Решение 1Решение 2Решение 3Решение 4
Решение3x ДаниоЯичная водаЭксплант Медиа0.3x Данио
Ингредиенты174 мМ NaCl60 мкг/мл морских солейDMEM/F12 + 2,5 мМ L-глютамин и 15 мМ HEPES17,4 мМ NaCl
2,1 мМ KCl1 л дистиллированной воды3% от общего объема сыворотки для новорожденных телят или бычьей сыворотки плода0,21 мМ KCl
1,2 мМ MgSO4.2О1:200 Пенициллин (50 единиц/мл)-Стрептомицин (50 мкг/мл)0,12 мМ MgSO4•7H2O
1,8 мМ Ca(NO3)2 •4H2O0,18 мМ Ca(NO3)2 •4H2O
15 мМ HEPESПример:1,5 мМ HEPES
Дистиллированная вода4 мл/условие x 9 условий = 36 млДистиллированная вода
1,08 мл сыворотки для новорожденных телят (NCS, аликвотированная в -20 °C (3%)
0,18 мл 200x Pen-Strep (PS, аликвотирован в -20 °C) (1:200)
35 мл DMEM/F12

Таблица 1.

Обсуждение

В этой статье описано, как генерировать экспланты бластодермы рыбок данио и обсуждаются два практических применения этих эксплантов в решении роли узловой морфогенной сигнализации в гаструляции. Этот метод резки и культивирования эксплантов обеспечивает чистый лист наивных клеток, которыми можно манипулировать с помощью инъекций РНК и обработки соединениями малых молекул для исследования молекулярного пути, представляющим интерес.

Критические шаги
В этом протоколе есть четыре шага, которые особенно важны для его успеха. Первый заключается в введении эмбрионам соответствующего количества узлов. Этот протокол рекомендует 10 пг РНК ndr2, и хотя диапазон доз способствует расширению, слишком много или слишком мало Nodal будет препятствовать оптимальному расширению эксплантата20. Вторым шагом является дехорионирование эмбрионов. Если эмбрионы остаются в проназе слишком долго, желтки лопнут, и эмбрионы не удастся разрезать. Если они не находятся в проназе достаточно долго, хорионы не будут ослаблены мытьем и вместо этого потребуют трудоемкой ручной дехорионации. Третьим критическим шагом является резка эксплантов. Рекомендуется разрезать 3-кратный раствор Данио, так как более низкое содержание соли в 0,3х раствора Данио или яичной воды не способствует заживлению и выживанию эксплантов.
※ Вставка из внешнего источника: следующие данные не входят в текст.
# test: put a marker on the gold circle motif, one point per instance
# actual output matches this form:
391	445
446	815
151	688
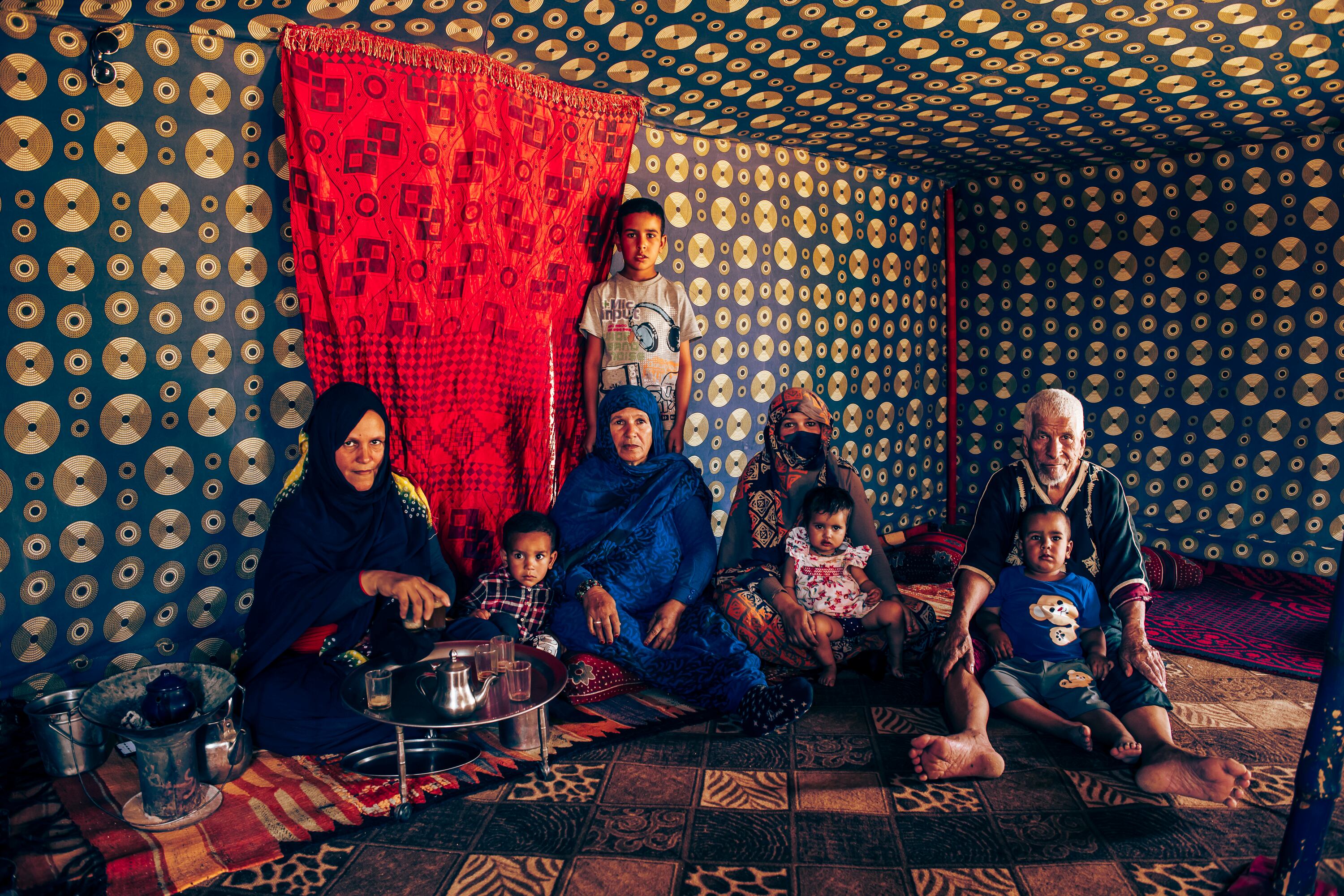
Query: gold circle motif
37	587
121	308
291	405
125	420
123	621
249	58
81	542
33	428
168	578
206	608
170	530
211	412
37	547
120	148
127	88
26	311
22	77
210	154
68	41
80	632
33	640
124	358
211	354
248	209
168	471
163	269
249	313
252	461
162	47
210	305
25	143
70	269
210	93
80	480
30	363
252	518
81	592
248	266
72	205
288	348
Кроме того, экспланты должны быть разрезаны примерно на половину высоты бластодермы, чтобы обеспечить наивность клеток. Если их разрезать слишком близко к желтку, они будут содержать сигналы от края (включая эндогенный узел), которые способствуют спецификации тканей и морфогенезу. Четвертый и последний критический шаг заключается в исцелении химерных эксплантов. Два эксплантата не будут сливаться, образуя химеры, если их срезанные края не будут аккуратно спрессованы вместе сразу после их разреза.

Изменения и устранение неполадок
Критические шаги, описанные выше, предоставляют возможности для устранения неполадок. Ниже представлены некоторые общие вопросы и предлагаемые решения.
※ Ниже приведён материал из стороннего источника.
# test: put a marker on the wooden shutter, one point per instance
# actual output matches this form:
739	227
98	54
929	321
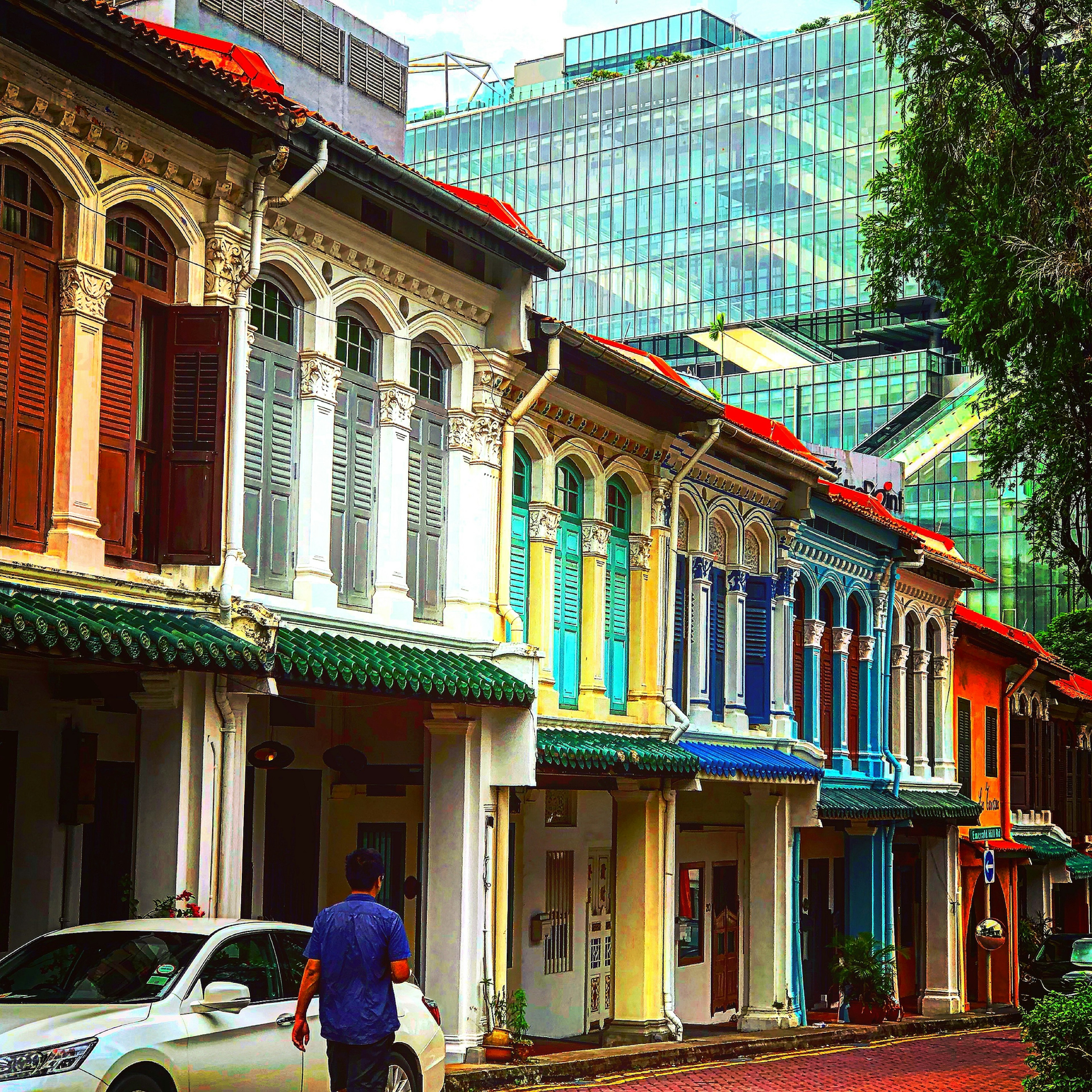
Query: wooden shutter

Если экспланты не распространяются в присутствии узловой сигнализации, есть некоторые возможные решения. (A) Вводить эмбрионы на стадии одной клетки, чтобы гарантировать, что РНК равномерно рассеивается по всему эмбриону. (B) Избегайте инъекций слишком большого количества узловой РНК, убедив, что введенный объем является правильным, используя микрометр для измерения инъекционного болюса. (C) Избегайте инъекций слишком малого количества узловой РНК, измеряя ее концентрацию, чтобы убедиться, что она не деградировала. (D) Оставить некоторых совпадающих по возрасту неповрежденных братьев и сестер, чтобы сделать вывод об эквивалентной стадии эксплантов. Экспланты достигают максимального расширения, когда неповрежденные братья и сестры достигают стадии 2-5 сомит. Если экспланты собрать слишком рано, то оптимальное расширение не будет достигнуто.

Если желтки лопаются после дехорионации, и эмбрионы не жизнеспособно разрезают, удалите эмбрионы из раствора проназы, как только хорионы начнут сморщиваться и 1-2 эмбриона сбросят свой хорион. Затем сразу же смойте в яичной воде.
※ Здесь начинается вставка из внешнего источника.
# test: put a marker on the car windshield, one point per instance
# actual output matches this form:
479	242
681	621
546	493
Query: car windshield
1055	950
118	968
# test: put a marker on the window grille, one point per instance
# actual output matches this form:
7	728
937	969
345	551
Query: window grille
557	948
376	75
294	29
Если экспланты появляются пузырьков по краям, есть некоторые решения. (A) Сокращать экспланты только в течение определенных сроков разработки. Хотя экспланты, разрезанные на любой стадии от 128 до 1000 клеток, могут выживать и расширяться в культуре, те, которые разрезаются на стадиях от 256 до 512 клеток, как правило, являются наиболее надежными. (B) Убедитесь, что экспланты разрезаны в 3x растворе Данио, чтобы обеспечить надлежащее заживление. (C) Вырезать экспланты чисто, но осторожно. Избегайте растяжения или раздвигания ячеек во время процесса резки.

Если неинъекированные контрольные экспланты расширяются, экспланты, вероятно, будут разрезать слишком близко к желтку. Чтобы экспланты были наивными, убедитесь, что разрезы сделаны на полпути между желтком и верхней частью бластодермы.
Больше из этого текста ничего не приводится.